Break your habit of wasting your work breaks at your desk: spending time in green, outdoor spaces may cut your risk of developing high blood pressure, a new study from Australia suggests.
The researchers estimated that spending at least 30 minutes a week in a park cuts the risk of developing hypertension by 9 per cent, and the chances of becoming depressed by 7 per cent compared to those who spend less time in a park.
The mental benefit of being outdoors probably explains the reduced risk of both physical conditions, says lead study author Dr Danielle Shanahan from the University of Brisbane.
Separate research backs this up: A study published last year inProceedings of the National Academy of Sciences found that walking in nature reduces activity in your subgenual prefrontal cortex, an area of the brain linked to risk of mental illness and depression.
Plus, spending time outside also gives you a break from daily stressors like work and other responsibilities, Shanahan says.
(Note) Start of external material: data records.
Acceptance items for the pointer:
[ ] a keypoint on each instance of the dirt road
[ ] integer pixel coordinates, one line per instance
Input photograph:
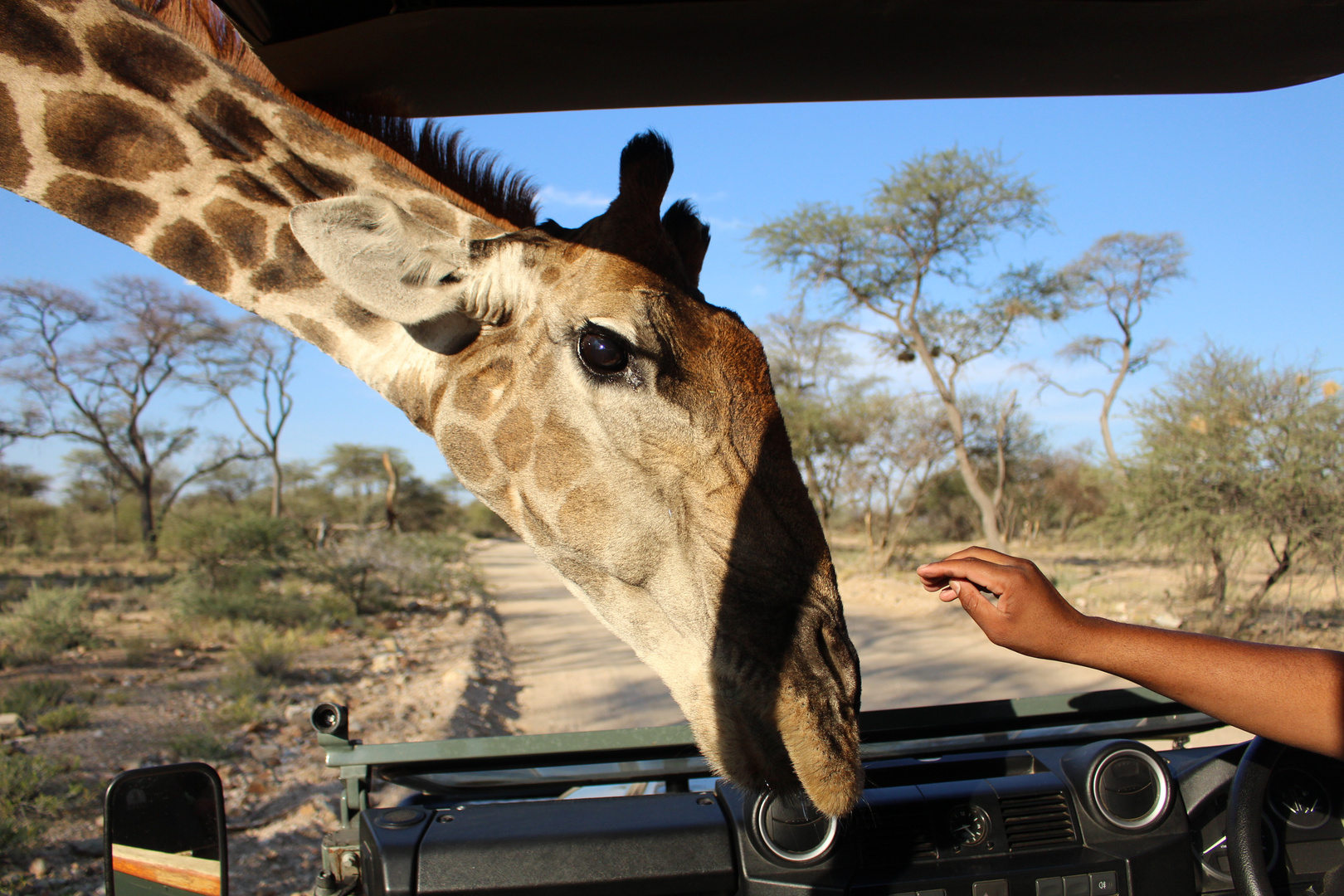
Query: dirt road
(577, 676)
This can lower the stress hormones in your body, helping to reduce anxiety and keep your BP in check.
It’s best to spend your park time in one big chunk—the study shows that bundling the 30 minutes into a single visit is more beneficial than taking several shorter visits.
But if you can’t swing 30 minutes all at once, you can still get some benefits from shorter bursts throughout your week.
Fit in a few minutes per day by walking through a park on your way to the train station, or eating your lunch at an outdoor picnic table instead of at your desk, Shanahan says.
And if you really can’t leave your desk, bring the park to you: adding green plants to your office can bring the relaxing feel of nature to your office, too.